The Elements of Hold’em: Game Theory Poker
What if you could play online poker at Bovada and never lose? There are no such guarantees, of course – you can win or lose an entire stack at No-Limit Hold’em on any one hand, depending on which cards come out at random. However, in the long run, there is a certain style of play that will allow you at least to break even if you do it right, and to profit from other players’ mistakes when they happen.
You may have heard of this style of poker: It’s called game-theory optimal, or GTO for short. The idea is to make yourself as unexploitable as possible, rather than exploit your opponents, and it really started gaining traction sometime around 2015, when computer programs are known as “solvers” gained the power to quickly (and cheaply) analyze billions of hands. GTO solvers are even more powerful now. They can recommend the right balance of value bets and bluffs to frustrate your opponents, and the closer you can get to striking that balance, the more money you can win at the poker table.
When to Play Balanced in Hold’em
Achieving this balance is easier said than done. GTO solvers, and advanced poker bots like Libratus, use complex strategies that are virtually impossible for humans to mimic. A lot of good work has been done recently in coming up with simplified Hold’em strategies that are near-optimal in many situations. These are much easier strategies to implement; they aren’t perfect, but they’ll keep you from making the kind of big mistakes that many players make trying to play perfectly balanced poker.
Instead of trying to memorize and replicate these strategies at Bovada Poker, consider taking the time to think about why balance is important. We already know that deception is a vital element in Hold’em; when you make a bet, for example, you want your opponents to be confused about whether you’re betting for value or as a bluff. Balance takes this one step further, by using the best ratio of bluffs to value bets for your situation. Too many value bets will allow your opponent to exploit you by folding. Too many bluffs will allow your opponent to exploit you by calling.

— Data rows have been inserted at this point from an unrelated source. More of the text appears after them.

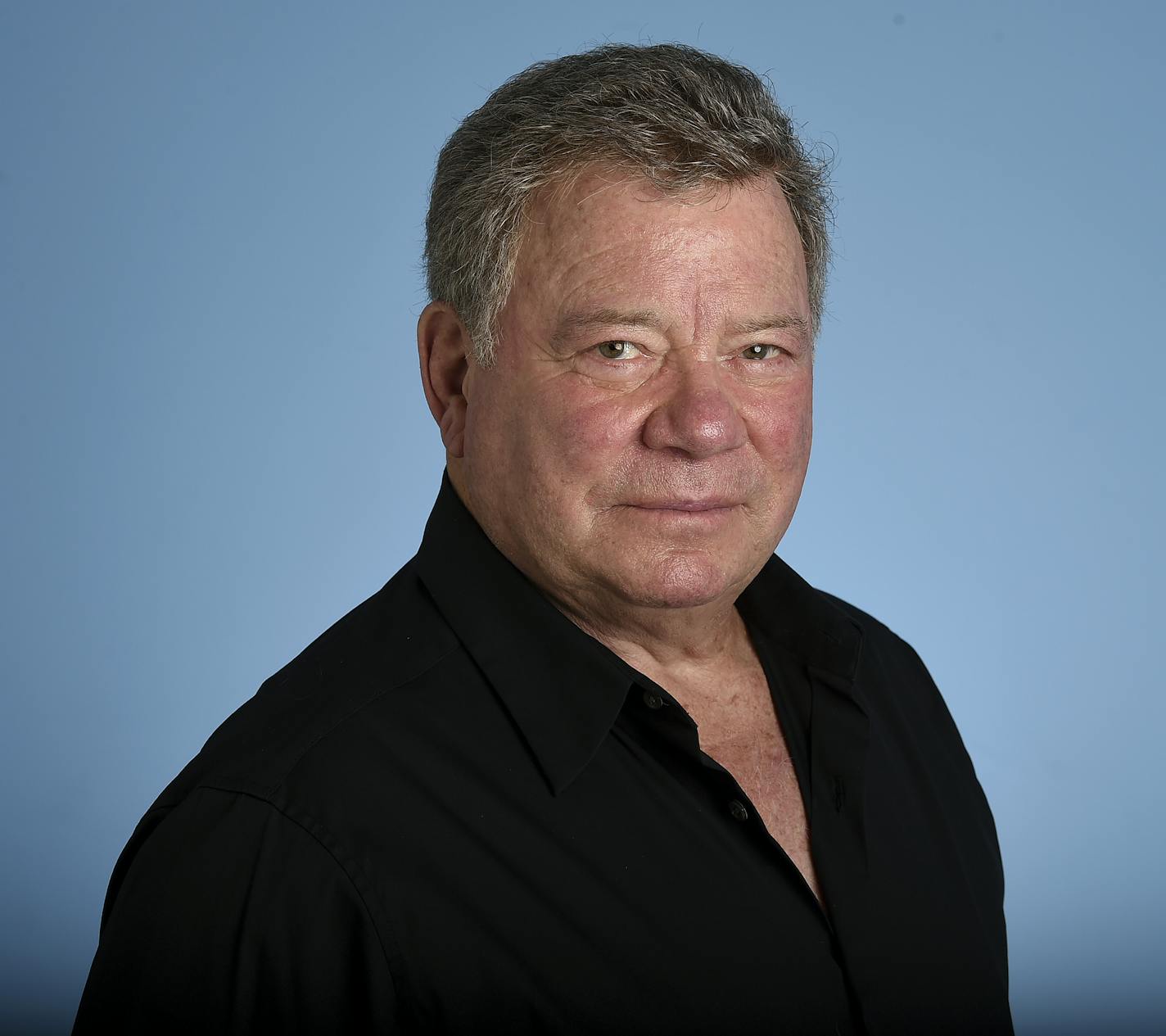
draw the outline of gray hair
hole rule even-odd
[[[437,158],[429,296],[457,310],[480,365],[496,358],[532,198],[596,164],[630,169],[669,195],[773,176],[801,236],[816,335],[830,264],[828,162],[743,65],[679,43],[609,43],[507,79]]]

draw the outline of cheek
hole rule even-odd
[[[641,419],[628,412],[626,401],[589,398],[593,392],[573,380],[548,386],[539,408],[539,435],[554,449],[564,474],[610,471]]]
[[[809,382],[792,385],[778,398],[757,401],[747,414],[753,446],[761,456],[796,469],[809,459],[813,439],[813,392]]]

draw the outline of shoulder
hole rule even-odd
[[[343,754],[344,741],[368,710],[431,678],[458,646],[414,562],[406,564],[265,680],[153,808],[169,810],[197,788],[279,799],[305,757],[322,750]]]

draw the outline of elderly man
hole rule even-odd
[[[773,551],[823,170],[676,46],[441,154],[416,558],[121,856],[76,1031],[1010,1032],[988,804],[912,649]]]

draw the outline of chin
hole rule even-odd
[[[701,553],[633,559],[631,566],[612,581],[625,598],[648,608],[698,608],[730,588],[723,565]]]

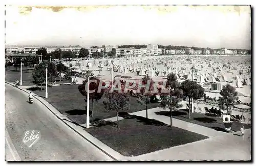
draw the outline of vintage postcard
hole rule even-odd
[[[6,161],[250,161],[251,12],[6,5]]]

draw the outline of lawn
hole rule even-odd
[[[29,86],[34,85],[33,78],[32,78],[32,70],[27,70],[26,67],[23,67],[22,69],[22,85]],[[10,82],[14,82],[17,79],[20,81],[20,70],[19,67],[9,67],[5,70],[5,81]]]
[[[86,129],[98,139],[123,155],[138,156],[208,137],[162,122],[130,115],[119,122]]]
[[[28,69],[27,69],[27,67],[23,67],[22,86],[35,85],[34,84],[34,79],[32,77],[33,69],[32,69],[31,67],[30,67],[28,68]],[[29,69],[29,68],[30,69]],[[16,70],[16,67],[12,66],[9,69],[8,67],[8,69],[5,70],[5,81],[12,83],[14,82],[16,79],[18,80],[19,81],[20,81],[20,68],[17,67]],[[57,79],[56,82],[57,83],[60,83],[59,78]],[[70,81],[63,79],[61,80],[61,83],[67,82],[70,82]],[[45,86],[45,84],[42,84],[42,85]]]
[[[32,91],[31,89],[29,90]],[[43,97],[45,96],[45,90],[33,91],[38,96]],[[78,124],[82,124],[86,123],[87,103],[84,101],[85,98],[86,97],[83,97],[79,91],[78,85],[70,86],[62,84],[48,88],[48,98],[45,99],[61,114],[68,115],[70,120]],[[131,98],[129,101],[130,109],[125,112],[132,113],[145,109],[145,107],[139,104],[137,100],[137,98]],[[91,101],[90,104],[90,109],[91,110],[92,107]],[[148,109],[157,107],[158,103],[150,104],[148,105]],[[102,102],[102,99],[98,102],[95,102],[93,117],[90,119],[94,121],[116,116],[115,112],[105,112],[104,110],[104,105]]]
[[[155,112],[156,114],[169,116],[169,111],[160,111]],[[187,111],[184,110],[178,110],[172,112],[173,117],[180,120],[194,123],[197,125],[203,126],[212,128],[218,131],[225,132],[223,119],[217,117],[206,115],[203,113],[191,113],[190,118],[187,118]],[[239,131],[242,127],[242,124],[233,122],[231,129],[233,131]],[[245,129],[251,128],[250,125],[243,124]]]

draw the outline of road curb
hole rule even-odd
[[[5,83],[10,85],[11,85],[11,86],[13,86],[13,85],[12,85],[11,83],[10,82],[7,82],[7,81],[5,81]],[[22,90],[22,91],[25,92],[26,93],[28,93],[28,94],[29,94],[29,93],[28,92],[27,92],[27,91],[26,91],[24,89],[23,89],[22,88],[20,88],[19,87],[17,87],[18,89],[20,89],[20,90]],[[82,137],[83,137],[84,139],[85,139],[86,140],[87,140],[88,142],[89,142],[90,144],[91,144],[92,145],[93,145],[94,146],[95,146],[95,147],[96,147],[97,148],[98,148],[99,150],[100,150],[101,151],[102,151],[102,152],[103,152],[104,154],[105,154],[106,155],[108,155],[109,157],[110,157],[110,158],[111,158],[112,159],[113,159],[113,160],[114,160],[115,161],[118,161],[118,160],[115,157],[114,157],[112,155],[111,155],[110,154],[109,154],[109,153],[106,152],[105,150],[104,150],[103,149],[102,149],[102,148],[101,148],[99,146],[97,145],[96,144],[93,143],[93,141],[89,139],[88,139],[87,138],[86,138],[86,137],[84,137],[82,134],[81,134],[79,132],[78,132],[77,130],[76,130],[75,128],[74,128],[73,127],[72,127],[71,125],[69,125],[67,122],[66,122],[65,121],[63,121],[63,120],[62,118],[61,118],[60,117],[59,117],[57,114],[56,114],[55,113],[54,113],[53,111],[52,111],[51,110],[51,109],[50,109],[50,108],[49,108],[48,106],[47,106],[45,103],[44,103],[44,102],[42,102],[40,100],[38,99],[37,97],[34,97],[35,99],[36,99],[36,100],[37,100],[38,101],[39,101],[41,104],[42,104],[46,108],[47,108],[47,109],[48,110],[49,110],[51,112],[52,112],[54,115],[55,115],[56,117],[57,117],[59,120],[60,120],[60,121],[61,121],[61,122],[62,122],[64,124],[65,124],[67,126],[68,126],[70,128],[71,128],[71,129],[72,129],[74,131],[75,131],[76,133],[77,133],[77,134],[78,134],[80,136],[81,136]],[[43,99],[42,99],[42,100],[44,100]],[[47,102],[47,101],[46,101]],[[49,104],[50,104],[49,103]],[[88,134],[89,135],[91,135],[91,134],[90,134],[89,133],[88,133],[87,132],[86,132],[86,131],[84,131],[84,132],[87,132]],[[93,136],[91,135],[92,137],[93,137]],[[95,138],[95,139],[96,139]],[[99,140],[98,140],[99,141]],[[103,144],[103,143],[102,143]],[[116,152],[116,153],[118,153],[118,152]]]

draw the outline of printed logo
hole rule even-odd
[[[23,142],[29,148],[37,142],[40,138],[40,131],[38,130],[28,130],[25,134]]]

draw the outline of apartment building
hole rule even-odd
[[[193,54],[195,55],[200,55],[202,54],[202,50],[195,50],[193,52]]]
[[[245,54],[248,54],[248,52],[247,51],[241,50],[238,50],[237,53],[237,54],[241,54],[241,55],[245,55]]]
[[[157,55],[159,53],[158,52],[158,45],[151,45],[149,44],[147,45],[147,50],[151,51],[152,54]]]
[[[203,55],[210,55],[210,52],[209,50],[204,50],[202,52],[202,54]]]
[[[158,49],[158,55],[162,55],[163,54],[163,50],[162,49]]]
[[[167,55],[175,55],[176,50],[165,50],[165,54]]]
[[[175,54],[176,55],[181,55],[181,54],[182,54],[182,50],[175,50]]]
[[[211,55],[216,55],[217,54],[217,52],[216,50],[211,50],[210,51],[210,53]]]
[[[17,46],[6,46],[6,54],[17,54],[20,52],[20,48]]]
[[[132,55],[138,56],[141,55],[141,51],[140,49],[132,49],[131,53]]]
[[[146,56],[148,55],[147,53],[147,51],[146,49],[142,48],[140,49],[140,52],[141,54],[141,56]]]
[[[187,55],[193,54],[194,50],[191,48],[186,48],[185,49],[185,54]]]
[[[121,55],[121,50],[119,49],[116,49],[116,55],[119,56]]]
[[[32,54],[36,54],[36,52],[40,49],[40,48],[34,47],[26,47],[24,48],[24,53],[32,53]]]

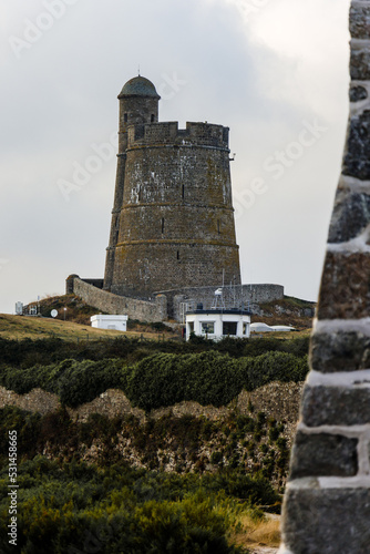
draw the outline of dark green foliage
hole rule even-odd
[[[1,552],[8,543],[7,468],[0,473]],[[244,505],[277,502],[263,478],[237,473],[168,475],[123,465],[19,465],[18,551],[30,554],[237,554],[227,536]],[[234,502],[233,502],[234,499]]]
[[[50,338],[41,340],[7,340],[0,338],[0,367],[31,368],[34,366],[50,366],[65,359],[82,361],[85,359],[99,361],[106,358],[121,358],[125,362],[137,361],[135,358],[140,350],[140,359],[153,353],[197,353],[218,351],[228,353],[232,358],[255,357],[270,351],[284,351],[298,357],[308,353],[308,338],[280,340],[274,338],[238,339],[229,338],[214,342],[203,337],[192,340],[146,340],[138,338],[120,337],[115,339],[66,342],[61,339]]]
[[[59,394],[61,402],[72,408],[93,400],[106,389],[122,389],[134,406],[151,411],[183,400],[226,406],[243,389],[251,391],[271,381],[301,381],[307,371],[307,357],[288,352],[232,358],[210,350],[155,353],[133,366],[126,366],[120,358],[66,359],[24,369],[7,366],[1,369],[0,384],[19,394],[39,387]]]

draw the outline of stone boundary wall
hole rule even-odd
[[[370,552],[370,0],[350,9],[350,119],[279,554]]]
[[[83,301],[107,314],[127,315],[130,319],[156,322],[167,319],[167,299],[157,295],[152,301],[138,300],[124,296],[113,295],[80,279],[70,276],[66,279],[66,293],[80,296]]]

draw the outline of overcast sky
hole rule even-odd
[[[138,65],[160,120],[230,127],[243,281],[316,300],[348,117],[349,3],[0,0],[0,311],[63,294],[72,273],[103,277],[116,96]]]

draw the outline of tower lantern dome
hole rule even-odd
[[[120,100],[120,151],[125,150],[129,125],[156,123],[158,121],[160,94],[154,84],[144,76],[130,79],[119,94]]]
[[[124,85],[119,95],[119,99],[124,99],[127,96],[144,96],[144,98],[154,98],[160,100],[161,96],[156,92],[154,84],[144,76],[134,76],[130,79]]]

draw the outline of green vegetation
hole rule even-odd
[[[7,469],[0,473],[1,552],[8,544]],[[236,554],[230,544],[250,501],[276,497],[260,478],[174,475],[38,456],[19,468],[18,552]],[[246,499],[240,501],[239,499]],[[88,548],[88,545],[90,550]],[[94,550],[92,550],[94,547]]]
[[[220,407],[243,389],[301,381],[307,352],[305,338],[0,339],[0,384],[18,393],[40,387],[64,407],[109,388],[146,412],[182,400]],[[9,429],[18,432],[22,554],[247,552],[233,543],[244,533],[240,522],[261,519],[260,507],[279,511],[289,459],[284,424],[248,409],[217,421],[169,414],[142,422],[99,414],[79,422],[64,408],[44,417],[0,410],[1,552],[13,548],[7,540]]]
[[[134,460],[150,470],[175,473],[235,470],[268,479],[279,490],[288,469],[284,425],[263,412],[255,417],[232,412],[215,421],[167,414],[145,422],[129,414],[109,419],[95,413],[79,422],[65,410],[41,417],[7,407],[0,410],[3,456],[8,429],[17,430],[22,460],[47,452],[68,462],[93,458],[102,466]],[[6,463],[0,455],[1,460]]]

Once you understand the concept of balance in poker, the next step is to know when to play unbalanced poker. Think of GTO like a defensive shell that you leave whenever there’s a large enough opening to exploit your fellow players. You’ll “drop your guard” by making a certain move more or less often than optimal play would suggest, hoping to land a big punch and extract more value from your opponent. But beware: When you’re unbalanced, you’re vulnerable to getting hit yourself.